His first book, Assembling the Tropics, explores the causes and consequences of medical research in the world’s first global empire. Beginning in the late fifteenth century, Portugal established colonies from sub-Saharan Africa to Southeast Asia and South America, enabling the earliest comparisons of nature and disease across this global region that we now think of as the tropical world. Cagle shows how the proliferation of colonial approaches to medicine and natural history led to the idea of “the tropics” as a single, coherent, and internally consistent global region. This is a story about how places acquire medical meaning, about how nature and disease become objects of scientific inquiry, and about what is at stake when that happens.

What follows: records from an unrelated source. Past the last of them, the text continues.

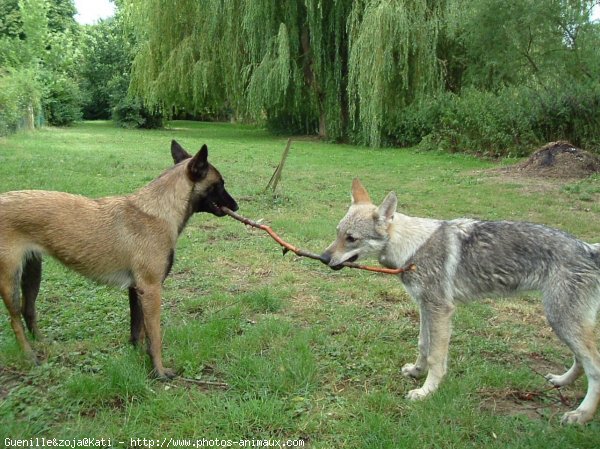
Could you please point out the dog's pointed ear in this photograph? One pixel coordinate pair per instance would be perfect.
(387, 209)
(359, 193)
(178, 153)
(198, 166)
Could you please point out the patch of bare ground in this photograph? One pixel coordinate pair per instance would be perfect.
(556, 160)
(537, 404)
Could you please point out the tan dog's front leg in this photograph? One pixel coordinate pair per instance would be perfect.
(150, 300)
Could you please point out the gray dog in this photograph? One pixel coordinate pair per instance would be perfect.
(460, 260)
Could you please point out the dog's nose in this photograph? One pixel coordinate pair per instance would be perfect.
(326, 257)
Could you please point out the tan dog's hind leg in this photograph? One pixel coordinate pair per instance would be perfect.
(10, 278)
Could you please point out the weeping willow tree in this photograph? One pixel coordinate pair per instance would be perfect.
(283, 61)
(393, 61)
(340, 68)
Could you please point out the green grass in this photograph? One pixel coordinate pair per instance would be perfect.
(307, 353)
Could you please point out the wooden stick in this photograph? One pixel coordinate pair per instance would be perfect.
(277, 174)
(300, 252)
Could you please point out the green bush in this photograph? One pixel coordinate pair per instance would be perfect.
(511, 122)
(19, 92)
(62, 101)
(570, 112)
(131, 113)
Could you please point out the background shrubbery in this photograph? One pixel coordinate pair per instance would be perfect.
(510, 122)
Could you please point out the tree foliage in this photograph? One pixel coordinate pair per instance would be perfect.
(360, 70)
(38, 49)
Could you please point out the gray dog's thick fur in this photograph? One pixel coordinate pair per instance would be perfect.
(461, 260)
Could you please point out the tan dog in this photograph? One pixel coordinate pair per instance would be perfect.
(126, 241)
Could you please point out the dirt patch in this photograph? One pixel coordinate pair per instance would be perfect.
(557, 160)
(541, 404)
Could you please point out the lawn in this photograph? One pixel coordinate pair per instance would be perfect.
(308, 354)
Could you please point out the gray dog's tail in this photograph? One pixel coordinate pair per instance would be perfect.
(596, 252)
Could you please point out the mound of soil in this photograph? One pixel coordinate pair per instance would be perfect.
(558, 160)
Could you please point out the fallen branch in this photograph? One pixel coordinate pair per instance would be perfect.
(300, 252)
(208, 384)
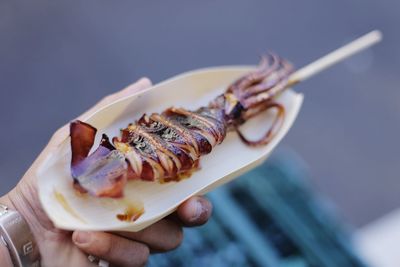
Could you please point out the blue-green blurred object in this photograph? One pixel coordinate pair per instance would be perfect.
(268, 217)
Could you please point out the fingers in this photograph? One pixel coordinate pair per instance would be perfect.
(114, 249)
(194, 211)
(162, 236)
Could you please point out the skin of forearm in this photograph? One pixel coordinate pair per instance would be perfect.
(5, 259)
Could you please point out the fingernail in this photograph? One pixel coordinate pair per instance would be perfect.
(199, 210)
(81, 238)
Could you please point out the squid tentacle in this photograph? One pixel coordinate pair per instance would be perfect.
(168, 146)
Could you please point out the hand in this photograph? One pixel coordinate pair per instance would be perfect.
(58, 247)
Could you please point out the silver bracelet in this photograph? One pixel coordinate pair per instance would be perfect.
(18, 238)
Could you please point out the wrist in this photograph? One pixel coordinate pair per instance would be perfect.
(5, 259)
(16, 231)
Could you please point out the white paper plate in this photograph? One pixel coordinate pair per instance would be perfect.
(227, 161)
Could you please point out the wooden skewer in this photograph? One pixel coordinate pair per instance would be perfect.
(334, 57)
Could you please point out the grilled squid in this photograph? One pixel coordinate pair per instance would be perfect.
(168, 146)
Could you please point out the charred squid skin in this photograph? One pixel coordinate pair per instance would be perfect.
(164, 147)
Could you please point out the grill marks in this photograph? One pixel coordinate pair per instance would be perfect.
(168, 146)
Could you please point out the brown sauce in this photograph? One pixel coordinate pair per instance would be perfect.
(132, 211)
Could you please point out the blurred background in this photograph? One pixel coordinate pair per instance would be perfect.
(59, 58)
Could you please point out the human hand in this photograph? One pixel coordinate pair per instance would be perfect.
(60, 248)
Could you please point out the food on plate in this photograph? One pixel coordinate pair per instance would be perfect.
(168, 146)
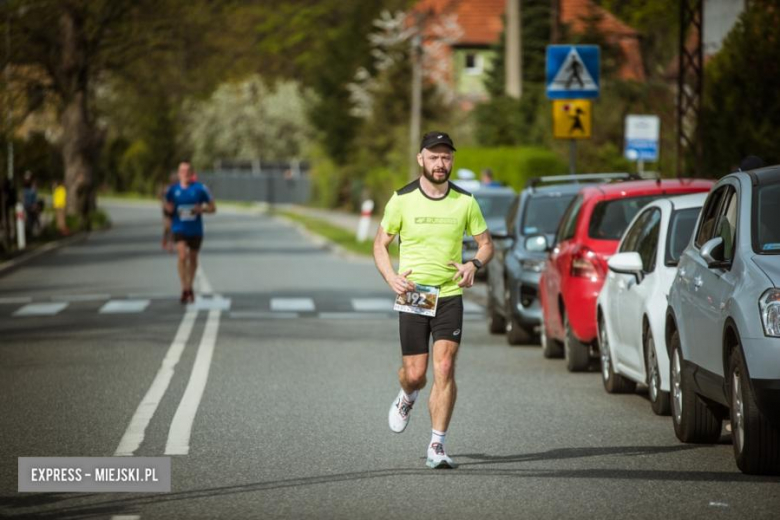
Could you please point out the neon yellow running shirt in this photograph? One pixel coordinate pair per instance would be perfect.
(431, 232)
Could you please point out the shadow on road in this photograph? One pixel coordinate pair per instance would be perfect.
(131, 505)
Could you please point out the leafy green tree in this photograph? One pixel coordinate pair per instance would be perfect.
(741, 108)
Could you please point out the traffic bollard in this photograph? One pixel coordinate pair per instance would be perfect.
(20, 238)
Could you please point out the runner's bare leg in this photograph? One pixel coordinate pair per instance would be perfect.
(411, 375)
(444, 391)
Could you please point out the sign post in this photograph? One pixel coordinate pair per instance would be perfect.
(642, 138)
(573, 75)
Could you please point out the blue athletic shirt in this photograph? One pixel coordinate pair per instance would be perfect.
(184, 199)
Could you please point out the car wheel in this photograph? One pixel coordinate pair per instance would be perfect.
(516, 334)
(693, 419)
(576, 352)
(659, 400)
(613, 383)
(496, 322)
(550, 347)
(756, 441)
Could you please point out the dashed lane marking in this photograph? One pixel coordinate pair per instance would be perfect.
(124, 306)
(292, 304)
(40, 309)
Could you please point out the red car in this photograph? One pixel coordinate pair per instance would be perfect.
(574, 272)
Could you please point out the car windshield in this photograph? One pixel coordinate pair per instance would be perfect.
(611, 217)
(766, 223)
(494, 205)
(680, 230)
(542, 214)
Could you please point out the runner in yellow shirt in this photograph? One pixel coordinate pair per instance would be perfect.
(430, 216)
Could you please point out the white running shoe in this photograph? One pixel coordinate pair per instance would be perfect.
(398, 417)
(437, 459)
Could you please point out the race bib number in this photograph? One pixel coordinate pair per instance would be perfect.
(423, 300)
(185, 212)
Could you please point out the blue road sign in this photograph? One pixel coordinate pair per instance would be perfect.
(641, 150)
(573, 71)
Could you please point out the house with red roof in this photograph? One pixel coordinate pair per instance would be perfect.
(460, 62)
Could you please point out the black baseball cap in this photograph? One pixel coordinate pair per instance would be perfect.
(431, 139)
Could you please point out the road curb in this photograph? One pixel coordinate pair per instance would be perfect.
(9, 265)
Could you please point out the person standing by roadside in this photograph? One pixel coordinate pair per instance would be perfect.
(430, 215)
(187, 201)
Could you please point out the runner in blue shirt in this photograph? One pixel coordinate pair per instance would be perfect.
(186, 201)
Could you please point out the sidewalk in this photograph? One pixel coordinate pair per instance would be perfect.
(342, 219)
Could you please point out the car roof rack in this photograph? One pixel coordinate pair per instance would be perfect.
(586, 177)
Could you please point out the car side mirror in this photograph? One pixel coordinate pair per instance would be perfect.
(627, 263)
(712, 252)
(537, 244)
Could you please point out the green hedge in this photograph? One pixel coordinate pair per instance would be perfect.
(510, 165)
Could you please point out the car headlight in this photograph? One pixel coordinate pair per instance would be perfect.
(770, 312)
(535, 266)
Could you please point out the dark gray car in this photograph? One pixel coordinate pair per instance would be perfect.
(513, 275)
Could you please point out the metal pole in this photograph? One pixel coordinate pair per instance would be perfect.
(572, 156)
(416, 114)
(9, 115)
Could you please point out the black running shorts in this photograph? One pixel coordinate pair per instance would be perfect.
(193, 241)
(416, 331)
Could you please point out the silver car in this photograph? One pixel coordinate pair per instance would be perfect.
(723, 322)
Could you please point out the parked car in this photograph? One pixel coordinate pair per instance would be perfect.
(631, 308)
(723, 322)
(574, 271)
(513, 274)
(494, 201)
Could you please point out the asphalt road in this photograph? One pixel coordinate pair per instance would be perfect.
(292, 418)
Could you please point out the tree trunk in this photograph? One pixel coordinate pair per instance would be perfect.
(78, 129)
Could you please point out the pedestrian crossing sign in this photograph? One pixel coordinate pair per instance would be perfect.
(573, 71)
(571, 118)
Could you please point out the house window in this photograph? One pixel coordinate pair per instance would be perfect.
(473, 63)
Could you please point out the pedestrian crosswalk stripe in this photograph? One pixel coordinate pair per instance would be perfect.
(124, 306)
(292, 304)
(82, 298)
(372, 304)
(15, 299)
(354, 315)
(41, 309)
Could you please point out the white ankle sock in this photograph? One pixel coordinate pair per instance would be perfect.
(411, 397)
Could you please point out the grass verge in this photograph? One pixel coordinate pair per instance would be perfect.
(336, 234)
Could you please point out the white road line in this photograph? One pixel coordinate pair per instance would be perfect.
(354, 315)
(181, 427)
(15, 299)
(292, 304)
(124, 306)
(81, 298)
(372, 304)
(134, 435)
(202, 282)
(259, 315)
(472, 307)
(40, 309)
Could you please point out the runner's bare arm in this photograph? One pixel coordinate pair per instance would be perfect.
(397, 282)
(467, 271)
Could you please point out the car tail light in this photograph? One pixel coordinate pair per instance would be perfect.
(587, 264)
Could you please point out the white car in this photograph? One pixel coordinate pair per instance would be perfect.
(631, 307)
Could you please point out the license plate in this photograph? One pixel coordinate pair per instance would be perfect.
(423, 300)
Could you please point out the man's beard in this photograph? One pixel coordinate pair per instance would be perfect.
(430, 177)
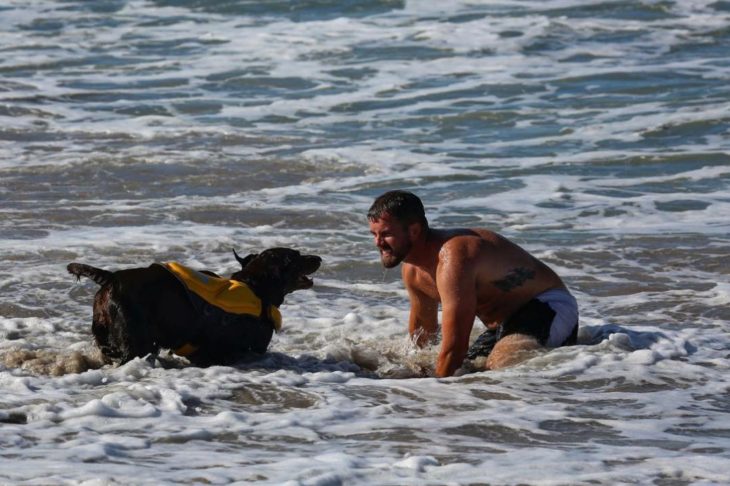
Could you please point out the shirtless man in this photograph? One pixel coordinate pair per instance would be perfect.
(472, 273)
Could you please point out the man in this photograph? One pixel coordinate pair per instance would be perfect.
(472, 273)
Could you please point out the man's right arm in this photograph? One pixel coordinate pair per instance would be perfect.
(423, 319)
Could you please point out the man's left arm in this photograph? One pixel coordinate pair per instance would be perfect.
(456, 281)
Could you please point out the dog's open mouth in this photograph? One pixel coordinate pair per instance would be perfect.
(311, 266)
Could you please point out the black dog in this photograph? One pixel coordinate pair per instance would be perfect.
(139, 310)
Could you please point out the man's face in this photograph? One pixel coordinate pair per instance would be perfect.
(391, 238)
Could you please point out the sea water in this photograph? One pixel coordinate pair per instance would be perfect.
(594, 133)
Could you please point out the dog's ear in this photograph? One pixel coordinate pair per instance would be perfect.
(245, 261)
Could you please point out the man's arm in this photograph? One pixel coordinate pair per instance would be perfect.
(456, 280)
(423, 319)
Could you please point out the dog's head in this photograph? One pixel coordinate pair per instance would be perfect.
(275, 272)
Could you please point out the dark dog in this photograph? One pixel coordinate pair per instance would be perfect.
(137, 311)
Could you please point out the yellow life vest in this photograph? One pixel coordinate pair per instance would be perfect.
(229, 295)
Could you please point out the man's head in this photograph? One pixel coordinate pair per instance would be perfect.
(396, 219)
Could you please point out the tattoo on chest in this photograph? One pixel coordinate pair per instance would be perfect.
(515, 278)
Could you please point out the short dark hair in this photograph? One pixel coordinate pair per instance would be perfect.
(404, 206)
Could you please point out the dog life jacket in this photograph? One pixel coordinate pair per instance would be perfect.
(229, 295)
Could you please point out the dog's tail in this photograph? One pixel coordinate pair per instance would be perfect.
(102, 277)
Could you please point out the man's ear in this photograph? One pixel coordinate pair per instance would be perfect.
(415, 230)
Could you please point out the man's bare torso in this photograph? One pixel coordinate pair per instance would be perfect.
(506, 276)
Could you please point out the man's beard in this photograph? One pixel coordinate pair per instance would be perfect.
(395, 255)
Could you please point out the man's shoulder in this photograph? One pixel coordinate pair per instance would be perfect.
(467, 243)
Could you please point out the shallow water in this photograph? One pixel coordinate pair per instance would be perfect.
(595, 134)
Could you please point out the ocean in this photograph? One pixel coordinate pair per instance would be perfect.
(593, 133)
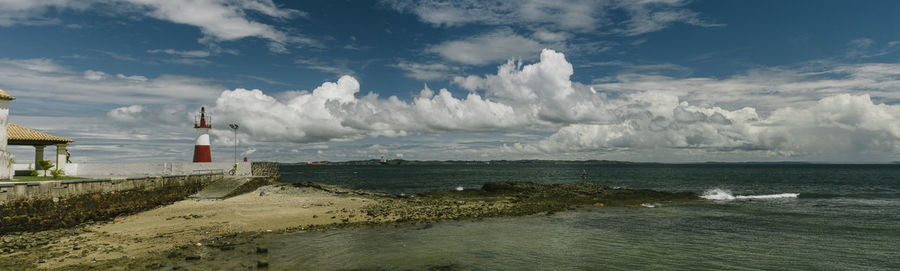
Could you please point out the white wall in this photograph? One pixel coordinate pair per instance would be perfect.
(145, 169)
(5, 167)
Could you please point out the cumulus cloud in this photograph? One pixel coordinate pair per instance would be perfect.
(846, 128)
(584, 120)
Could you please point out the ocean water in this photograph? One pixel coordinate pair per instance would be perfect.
(760, 217)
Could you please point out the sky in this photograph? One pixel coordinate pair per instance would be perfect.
(646, 80)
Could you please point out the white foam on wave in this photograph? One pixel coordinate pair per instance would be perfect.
(722, 194)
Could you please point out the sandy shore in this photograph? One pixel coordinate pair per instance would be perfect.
(125, 242)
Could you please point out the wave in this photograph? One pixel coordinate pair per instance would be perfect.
(722, 194)
(851, 195)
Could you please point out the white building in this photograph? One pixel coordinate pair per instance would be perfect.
(12, 134)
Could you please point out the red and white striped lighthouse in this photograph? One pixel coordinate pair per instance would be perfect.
(201, 148)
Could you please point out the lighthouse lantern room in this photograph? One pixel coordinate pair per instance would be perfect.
(201, 148)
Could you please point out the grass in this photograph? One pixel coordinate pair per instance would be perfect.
(40, 178)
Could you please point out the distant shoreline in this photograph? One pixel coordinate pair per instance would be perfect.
(558, 162)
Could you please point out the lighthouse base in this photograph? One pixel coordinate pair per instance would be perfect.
(201, 154)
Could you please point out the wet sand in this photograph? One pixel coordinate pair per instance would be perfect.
(143, 240)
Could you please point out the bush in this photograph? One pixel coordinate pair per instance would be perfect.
(45, 166)
(56, 173)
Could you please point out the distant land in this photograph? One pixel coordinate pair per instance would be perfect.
(555, 162)
(464, 162)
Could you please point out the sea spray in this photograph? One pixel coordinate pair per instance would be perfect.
(722, 194)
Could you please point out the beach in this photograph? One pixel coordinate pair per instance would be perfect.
(146, 240)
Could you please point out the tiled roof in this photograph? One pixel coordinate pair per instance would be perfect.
(5, 96)
(19, 135)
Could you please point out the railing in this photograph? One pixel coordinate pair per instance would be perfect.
(209, 171)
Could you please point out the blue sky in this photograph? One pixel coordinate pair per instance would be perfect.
(657, 80)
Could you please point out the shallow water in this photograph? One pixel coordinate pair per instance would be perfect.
(809, 217)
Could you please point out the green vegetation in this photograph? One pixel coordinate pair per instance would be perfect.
(45, 165)
(40, 178)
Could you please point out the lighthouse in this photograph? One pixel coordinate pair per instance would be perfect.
(201, 148)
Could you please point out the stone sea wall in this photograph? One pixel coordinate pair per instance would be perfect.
(48, 207)
(269, 169)
(11, 191)
(36, 206)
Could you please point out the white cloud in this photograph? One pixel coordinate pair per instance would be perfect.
(840, 128)
(31, 12)
(655, 15)
(427, 72)
(573, 15)
(127, 113)
(94, 75)
(487, 48)
(192, 53)
(218, 20)
(45, 81)
(665, 119)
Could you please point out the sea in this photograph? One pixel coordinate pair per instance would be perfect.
(758, 217)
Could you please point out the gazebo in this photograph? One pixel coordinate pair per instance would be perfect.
(22, 136)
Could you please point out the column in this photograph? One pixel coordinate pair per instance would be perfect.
(38, 156)
(61, 156)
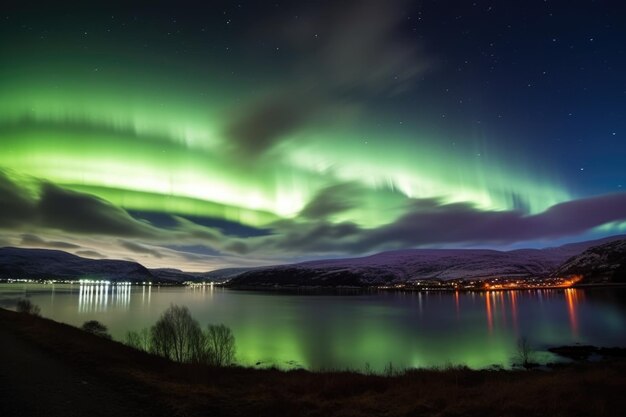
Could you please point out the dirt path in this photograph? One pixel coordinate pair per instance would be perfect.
(34, 383)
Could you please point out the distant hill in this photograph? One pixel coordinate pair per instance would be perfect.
(603, 263)
(55, 264)
(605, 260)
(415, 264)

Cagle’s next project uses the curious case of the Amazonian manatee (T. inunguis) to explore the history of scientific classification (the modern field of systematics). His work has been generously supported by a host of organizations in the US and abroad, including the Andrew W. Mellon Foundation, Harvard University, the National Endowment for the Humanities, the University of Texas at Austin, the Center of Latin American Studies at the University of Kansas, Portugal's Fundação Luso-Americano, the Gulbenkian Foundation, and the Society for the Social History of Medicine.
Like his research, Dr. Cagle’s teaching is marked by a concern for historical debates, a penchant for comparison, and an emphasis on global connections. He is currently preparing a course called Science and Society since 1500 and another called Pandemics and Global Health.
He encourages students to drop by his office (CTIHB 329) to chat about International Studies, the history of science, or just to say hello.